Rasanya sudah tak terhitung berapa kali Gemani menumpang kapal untuk merantau ke Lampung. Namun, setiap kali kaki menapak di dek kapal, air mata tak pernah bisa ia tahan. Ada sesuatu yang selalu mengguncang hatinya—rasa takut yang tak kunjung hilang. Takut mendengar kabar buruk dari keluarga di rumah, takut dengan kesepian yang menunggunya.
Meskipun ia selalu mencoba membesarkan hati, perjalanan pulang pergi ini tak pernah terasa lebih mudah. Setiap perpisahan dengan keluarga pasti selalu meninggalkan kekosongan yang mendalam, seolah ada bagian dari dirinya yang tertinggal di rumah. Saat angin laut menerpa wajahnya di kapal, Gemani sering bertanya-tanya, “Apakah semua pengorbanan ini benar-benar sepadan?”
Di Lampung, hidupnya tak pernah sepenuhnya nyaman. Dulu, ada Anggi—teman yang sudah seperti saudara sejak MTs. Mereka sempat pernah tak terpisahkan, bagaikan Upin dan Ipin. Di semester tiga, setiap hari mereka bersama. Namun, di semester empat, segalanya mulai berubah. Anggi semakin jarang pulang ke kost, ia menghabiskan lebih banyak waktu dengan teman-teman dari jurusannya. Semakin jarang Anggi pulang, semakin terasa dengan jelas bahwa hubungan mereka terasa canggung, dan ketegangan kecil mulai muncul di antara mereka.
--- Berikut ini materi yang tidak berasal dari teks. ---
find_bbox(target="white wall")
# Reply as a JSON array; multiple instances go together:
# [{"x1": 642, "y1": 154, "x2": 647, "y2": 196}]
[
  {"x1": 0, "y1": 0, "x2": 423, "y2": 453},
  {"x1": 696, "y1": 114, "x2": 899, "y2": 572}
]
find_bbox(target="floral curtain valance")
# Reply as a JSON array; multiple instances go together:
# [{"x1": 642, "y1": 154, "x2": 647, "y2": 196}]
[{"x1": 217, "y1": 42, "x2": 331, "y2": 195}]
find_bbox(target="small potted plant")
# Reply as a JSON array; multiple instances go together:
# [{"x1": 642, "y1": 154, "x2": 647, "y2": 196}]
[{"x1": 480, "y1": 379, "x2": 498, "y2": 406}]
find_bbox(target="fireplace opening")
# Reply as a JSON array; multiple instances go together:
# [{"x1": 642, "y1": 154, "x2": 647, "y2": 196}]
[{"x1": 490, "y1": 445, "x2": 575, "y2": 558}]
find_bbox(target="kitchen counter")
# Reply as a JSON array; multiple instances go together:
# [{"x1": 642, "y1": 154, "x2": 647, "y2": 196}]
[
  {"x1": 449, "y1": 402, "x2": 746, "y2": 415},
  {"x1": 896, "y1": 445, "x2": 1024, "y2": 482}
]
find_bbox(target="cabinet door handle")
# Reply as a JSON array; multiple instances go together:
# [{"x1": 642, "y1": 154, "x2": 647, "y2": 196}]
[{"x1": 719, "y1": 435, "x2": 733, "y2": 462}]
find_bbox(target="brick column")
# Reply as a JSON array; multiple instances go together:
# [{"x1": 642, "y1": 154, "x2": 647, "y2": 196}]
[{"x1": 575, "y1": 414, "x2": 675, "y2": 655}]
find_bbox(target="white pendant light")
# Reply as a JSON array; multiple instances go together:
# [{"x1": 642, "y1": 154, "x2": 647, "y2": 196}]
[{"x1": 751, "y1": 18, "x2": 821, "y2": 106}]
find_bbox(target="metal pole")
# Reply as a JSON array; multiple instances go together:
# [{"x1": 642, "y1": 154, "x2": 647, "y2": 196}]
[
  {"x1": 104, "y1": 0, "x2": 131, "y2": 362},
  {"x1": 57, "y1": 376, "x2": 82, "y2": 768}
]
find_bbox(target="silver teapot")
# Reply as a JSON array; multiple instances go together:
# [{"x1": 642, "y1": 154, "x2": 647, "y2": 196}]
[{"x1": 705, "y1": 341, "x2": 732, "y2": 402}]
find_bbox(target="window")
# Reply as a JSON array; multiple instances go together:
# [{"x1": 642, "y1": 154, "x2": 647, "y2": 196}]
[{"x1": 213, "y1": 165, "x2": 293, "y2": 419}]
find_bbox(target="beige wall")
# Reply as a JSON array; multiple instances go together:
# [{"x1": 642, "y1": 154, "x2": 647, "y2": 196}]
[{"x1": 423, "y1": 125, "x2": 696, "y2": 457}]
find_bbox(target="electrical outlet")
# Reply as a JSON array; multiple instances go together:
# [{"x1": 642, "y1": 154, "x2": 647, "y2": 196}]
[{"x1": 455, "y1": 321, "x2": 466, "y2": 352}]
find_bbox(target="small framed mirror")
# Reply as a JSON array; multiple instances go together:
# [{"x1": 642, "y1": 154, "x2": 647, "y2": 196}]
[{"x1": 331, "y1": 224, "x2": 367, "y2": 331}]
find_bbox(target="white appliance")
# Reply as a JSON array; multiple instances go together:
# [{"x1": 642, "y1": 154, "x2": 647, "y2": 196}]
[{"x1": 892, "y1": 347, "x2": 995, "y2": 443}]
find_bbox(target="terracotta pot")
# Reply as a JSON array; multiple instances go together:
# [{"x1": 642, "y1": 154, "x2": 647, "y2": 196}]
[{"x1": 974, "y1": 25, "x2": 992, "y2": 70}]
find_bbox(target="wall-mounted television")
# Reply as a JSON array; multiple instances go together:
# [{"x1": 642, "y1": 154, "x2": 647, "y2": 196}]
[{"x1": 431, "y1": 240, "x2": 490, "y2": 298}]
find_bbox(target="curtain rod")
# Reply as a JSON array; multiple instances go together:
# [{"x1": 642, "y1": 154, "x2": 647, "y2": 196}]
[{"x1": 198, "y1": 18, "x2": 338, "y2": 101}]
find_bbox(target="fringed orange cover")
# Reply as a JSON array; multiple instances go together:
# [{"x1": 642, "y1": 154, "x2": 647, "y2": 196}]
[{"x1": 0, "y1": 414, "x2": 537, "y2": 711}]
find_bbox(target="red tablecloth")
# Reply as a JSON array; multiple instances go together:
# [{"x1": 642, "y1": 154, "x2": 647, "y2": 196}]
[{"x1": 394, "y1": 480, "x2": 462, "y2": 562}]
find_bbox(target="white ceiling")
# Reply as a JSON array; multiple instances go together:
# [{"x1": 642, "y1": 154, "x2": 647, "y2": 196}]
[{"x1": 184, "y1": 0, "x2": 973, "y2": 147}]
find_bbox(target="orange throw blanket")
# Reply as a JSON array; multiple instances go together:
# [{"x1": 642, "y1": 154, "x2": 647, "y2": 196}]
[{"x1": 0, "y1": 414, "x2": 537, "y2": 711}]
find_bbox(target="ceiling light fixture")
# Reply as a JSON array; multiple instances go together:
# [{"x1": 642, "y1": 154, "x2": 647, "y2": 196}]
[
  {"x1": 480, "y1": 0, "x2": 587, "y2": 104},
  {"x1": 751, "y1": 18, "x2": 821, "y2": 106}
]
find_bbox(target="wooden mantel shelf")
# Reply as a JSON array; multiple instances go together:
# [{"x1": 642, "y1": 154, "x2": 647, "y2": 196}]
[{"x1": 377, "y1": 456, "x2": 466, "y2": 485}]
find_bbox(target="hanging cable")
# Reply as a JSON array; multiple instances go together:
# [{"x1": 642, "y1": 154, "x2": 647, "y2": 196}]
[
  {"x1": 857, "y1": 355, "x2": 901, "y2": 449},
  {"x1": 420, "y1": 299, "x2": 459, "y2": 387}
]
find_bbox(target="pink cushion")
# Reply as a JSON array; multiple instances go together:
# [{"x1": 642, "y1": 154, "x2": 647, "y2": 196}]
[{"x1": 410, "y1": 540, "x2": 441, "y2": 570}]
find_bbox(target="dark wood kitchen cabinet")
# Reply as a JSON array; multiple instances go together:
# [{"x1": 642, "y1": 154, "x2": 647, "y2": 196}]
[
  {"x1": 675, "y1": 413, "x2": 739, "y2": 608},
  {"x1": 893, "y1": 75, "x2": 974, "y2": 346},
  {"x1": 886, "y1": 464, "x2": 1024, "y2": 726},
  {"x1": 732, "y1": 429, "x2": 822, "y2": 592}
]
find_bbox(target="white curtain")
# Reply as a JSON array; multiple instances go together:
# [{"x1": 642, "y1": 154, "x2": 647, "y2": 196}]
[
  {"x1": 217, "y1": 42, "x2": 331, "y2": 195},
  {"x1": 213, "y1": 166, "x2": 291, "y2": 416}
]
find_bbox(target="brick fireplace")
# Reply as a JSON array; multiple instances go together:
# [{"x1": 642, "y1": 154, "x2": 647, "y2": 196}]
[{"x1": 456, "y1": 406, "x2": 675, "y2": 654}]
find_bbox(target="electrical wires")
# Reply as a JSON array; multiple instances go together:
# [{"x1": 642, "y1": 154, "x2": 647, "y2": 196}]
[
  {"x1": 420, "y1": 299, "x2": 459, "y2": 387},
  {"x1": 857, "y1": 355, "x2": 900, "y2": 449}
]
Suatu malam Gemani memberanikan diri bertanya, "Kenapa kamu sering nggak pulang?"
“Aku sibuk, Gem, gak bisa kayak dulu terus,” kata Anggi. Nadanya terdengar lelah, bahkan sedikit kesal.
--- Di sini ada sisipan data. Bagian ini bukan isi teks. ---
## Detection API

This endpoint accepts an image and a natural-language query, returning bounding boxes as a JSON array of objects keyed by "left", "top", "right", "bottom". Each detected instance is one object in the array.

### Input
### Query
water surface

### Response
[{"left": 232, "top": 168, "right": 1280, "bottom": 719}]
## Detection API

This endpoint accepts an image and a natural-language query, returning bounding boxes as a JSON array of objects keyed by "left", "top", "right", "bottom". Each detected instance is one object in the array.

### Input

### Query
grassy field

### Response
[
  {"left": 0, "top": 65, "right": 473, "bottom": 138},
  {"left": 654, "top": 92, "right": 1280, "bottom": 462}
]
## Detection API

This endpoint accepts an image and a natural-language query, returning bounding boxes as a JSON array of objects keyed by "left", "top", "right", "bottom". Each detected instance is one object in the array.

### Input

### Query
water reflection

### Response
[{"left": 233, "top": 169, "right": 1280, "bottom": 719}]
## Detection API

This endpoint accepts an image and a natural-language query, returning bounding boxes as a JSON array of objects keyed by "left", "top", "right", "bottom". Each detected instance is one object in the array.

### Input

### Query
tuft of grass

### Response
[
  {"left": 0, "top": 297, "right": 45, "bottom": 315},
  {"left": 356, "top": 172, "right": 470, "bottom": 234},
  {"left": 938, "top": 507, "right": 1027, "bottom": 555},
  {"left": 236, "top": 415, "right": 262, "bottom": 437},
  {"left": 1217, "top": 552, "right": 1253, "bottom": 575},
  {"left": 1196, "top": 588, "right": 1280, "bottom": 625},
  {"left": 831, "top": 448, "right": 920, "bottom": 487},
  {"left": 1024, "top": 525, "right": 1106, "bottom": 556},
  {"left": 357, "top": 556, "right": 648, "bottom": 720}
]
Itu adalah pertama kalinya Gemani merasa benar-benar jauh dari sahabatnya. Kesalahpahaman yang dulu mungkin bisa mereka selesaikan dalam sekejap kini terasa seperti jurang yang memisahkan mereka.
Di semester lima ini, mereka memutuskan untuk pisah kost. Anggi pindah ke kontrakan bersama teman-teman jurusannya, dan Gemani bersama teman-teman dari jurusannya; Fatim dan Olive, serta satu teman SMA Fatim yang berkuliah di jurusan DKV, namanya Launa.
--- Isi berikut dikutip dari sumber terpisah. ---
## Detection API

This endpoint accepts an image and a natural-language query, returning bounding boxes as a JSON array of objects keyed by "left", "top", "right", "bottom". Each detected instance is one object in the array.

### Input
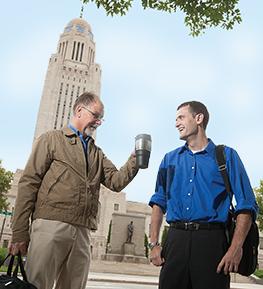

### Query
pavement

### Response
[{"left": 89, "top": 260, "right": 263, "bottom": 289}]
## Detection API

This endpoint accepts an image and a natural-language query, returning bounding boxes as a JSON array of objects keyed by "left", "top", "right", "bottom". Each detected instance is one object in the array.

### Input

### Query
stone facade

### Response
[{"left": 34, "top": 18, "right": 101, "bottom": 139}]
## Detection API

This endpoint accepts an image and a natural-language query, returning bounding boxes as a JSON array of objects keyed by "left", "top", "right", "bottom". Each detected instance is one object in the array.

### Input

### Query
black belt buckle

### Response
[{"left": 184, "top": 222, "right": 200, "bottom": 231}]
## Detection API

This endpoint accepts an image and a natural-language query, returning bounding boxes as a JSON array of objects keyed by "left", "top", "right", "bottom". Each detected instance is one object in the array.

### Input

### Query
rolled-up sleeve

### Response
[
  {"left": 228, "top": 149, "right": 258, "bottom": 220},
  {"left": 149, "top": 159, "right": 167, "bottom": 214}
]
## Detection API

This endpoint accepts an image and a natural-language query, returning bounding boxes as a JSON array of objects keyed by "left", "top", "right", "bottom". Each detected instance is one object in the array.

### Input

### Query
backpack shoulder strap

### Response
[{"left": 216, "top": 145, "right": 233, "bottom": 207}]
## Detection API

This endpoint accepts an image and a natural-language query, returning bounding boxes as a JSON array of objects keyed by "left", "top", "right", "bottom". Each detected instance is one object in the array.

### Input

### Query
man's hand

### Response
[
  {"left": 216, "top": 246, "right": 243, "bottom": 275},
  {"left": 8, "top": 242, "right": 28, "bottom": 256},
  {"left": 150, "top": 246, "right": 164, "bottom": 266}
]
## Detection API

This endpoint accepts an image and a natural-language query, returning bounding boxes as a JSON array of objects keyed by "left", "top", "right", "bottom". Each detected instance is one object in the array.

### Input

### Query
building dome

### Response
[{"left": 64, "top": 18, "right": 91, "bottom": 35}]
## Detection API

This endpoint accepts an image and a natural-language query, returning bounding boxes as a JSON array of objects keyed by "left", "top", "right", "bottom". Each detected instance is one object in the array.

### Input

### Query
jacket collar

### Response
[{"left": 62, "top": 125, "right": 94, "bottom": 142}]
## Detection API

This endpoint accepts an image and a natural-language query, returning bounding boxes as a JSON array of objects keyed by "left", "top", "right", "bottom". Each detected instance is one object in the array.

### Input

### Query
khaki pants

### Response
[{"left": 26, "top": 219, "right": 90, "bottom": 289}]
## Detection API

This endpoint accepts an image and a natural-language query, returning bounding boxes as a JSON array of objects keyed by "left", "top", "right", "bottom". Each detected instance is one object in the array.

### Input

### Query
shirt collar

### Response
[
  {"left": 179, "top": 138, "right": 215, "bottom": 155},
  {"left": 68, "top": 123, "right": 90, "bottom": 142}
]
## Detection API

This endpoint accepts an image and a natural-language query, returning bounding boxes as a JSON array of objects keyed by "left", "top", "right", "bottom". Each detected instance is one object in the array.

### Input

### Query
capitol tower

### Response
[{"left": 34, "top": 18, "right": 101, "bottom": 140}]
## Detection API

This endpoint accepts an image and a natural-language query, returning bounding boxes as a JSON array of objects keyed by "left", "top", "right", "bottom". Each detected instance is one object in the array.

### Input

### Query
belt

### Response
[{"left": 170, "top": 222, "right": 225, "bottom": 231}]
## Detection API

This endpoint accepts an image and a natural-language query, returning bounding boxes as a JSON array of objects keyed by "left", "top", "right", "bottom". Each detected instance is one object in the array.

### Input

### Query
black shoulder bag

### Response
[
  {"left": 0, "top": 253, "right": 37, "bottom": 289},
  {"left": 216, "top": 145, "right": 259, "bottom": 276}
]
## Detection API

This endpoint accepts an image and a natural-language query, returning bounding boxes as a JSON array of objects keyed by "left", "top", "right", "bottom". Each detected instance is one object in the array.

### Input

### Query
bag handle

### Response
[
  {"left": 216, "top": 145, "right": 235, "bottom": 212},
  {"left": 5, "top": 252, "right": 28, "bottom": 282}
]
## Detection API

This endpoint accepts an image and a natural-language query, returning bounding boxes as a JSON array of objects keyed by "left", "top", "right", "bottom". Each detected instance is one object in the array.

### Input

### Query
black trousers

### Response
[{"left": 159, "top": 227, "right": 230, "bottom": 289}]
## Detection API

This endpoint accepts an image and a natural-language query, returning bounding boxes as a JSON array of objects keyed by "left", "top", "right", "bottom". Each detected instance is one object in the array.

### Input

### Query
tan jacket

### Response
[{"left": 12, "top": 127, "right": 138, "bottom": 242}]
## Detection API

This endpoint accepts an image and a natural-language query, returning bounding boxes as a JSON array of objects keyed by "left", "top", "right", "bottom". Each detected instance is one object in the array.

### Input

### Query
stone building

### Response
[{"left": 0, "top": 18, "right": 167, "bottom": 259}]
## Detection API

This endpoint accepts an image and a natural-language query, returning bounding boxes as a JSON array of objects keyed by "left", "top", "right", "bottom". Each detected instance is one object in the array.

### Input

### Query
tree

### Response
[
  {"left": 81, "top": 0, "right": 242, "bottom": 36},
  {"left": 144, "top": 233, "right": 149, "bottom": 258},
  {"left": 254, "top": 180, "right": 263, "bottom": 231},
  {"left": 0, "top": 160, "right": 13, "bottom": 211}
]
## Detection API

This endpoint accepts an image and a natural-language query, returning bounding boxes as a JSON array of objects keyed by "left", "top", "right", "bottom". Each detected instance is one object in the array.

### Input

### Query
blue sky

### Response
[{"left": 0, "top": 0, "right": 263, "bottom": 202}]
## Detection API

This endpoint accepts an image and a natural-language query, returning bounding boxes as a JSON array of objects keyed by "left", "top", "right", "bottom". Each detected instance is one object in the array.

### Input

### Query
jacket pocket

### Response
[{"left": 40, "top": 164, "right": 81, "bottom": 209}]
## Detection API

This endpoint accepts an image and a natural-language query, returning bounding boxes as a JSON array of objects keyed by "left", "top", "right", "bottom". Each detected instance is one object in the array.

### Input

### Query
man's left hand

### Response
[{"left": 216, "top": 246, "right": 243, "bottom": 275}]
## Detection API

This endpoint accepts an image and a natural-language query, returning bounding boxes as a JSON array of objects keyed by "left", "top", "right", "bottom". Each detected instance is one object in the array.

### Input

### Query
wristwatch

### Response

Keputusan tersebut tak semudah yang terlihat oleh mata manusia. Setiap kali berpapasan dengan Anggi, ada rasa aneh yang menggantung di udara—senyum kaku sampai obrolan yang terasa terpaksa. Gemani tahu, segala sesuatu pasti akan berubah seiring berjalannya waktu. Dulu, mereka bisa menghabiskan malam dengan bercanda, merencanakan masa depan, bahkan bermimpi wisuda bersama. Namun kini, percakapan mereka hanya seperti bayangan dari masa lalu yang tak lagi utuh. Setiap kali kenangan itu kembali, Gemani bertanya dalam hati, "Apa aku yang salah? Apa Anggi menjauh karena aku nggak cukup baik sebagai teman?"
Ada kalanya, Gemani merasa seperti orang asing di kehidupan teman-temannya sendiri. Bahkan Nana, satu-satunya teman dari jurusan yang dulu sering menemani Gemani menjelajahi tempat-tempat baru di Lampung seusai kelas, kini lebih sering bersama Rohim, pacarnya. Hubungan mereka yang dulu begitu dekat, perlahan memudar.
“Besok sore kita jalan, yuk? Udah lama nggak jalan,” ajak Gemani suatu sore dengan harapan yang tipis.
“Maaf, Gem. Aku udah ada janji sama Rohim. Mungkin lain kali, ya?” jawab Nana sambil tersenyum tipis. Bagi Gemani, senyum itu lebih terasa seperti penolakan yang lembut.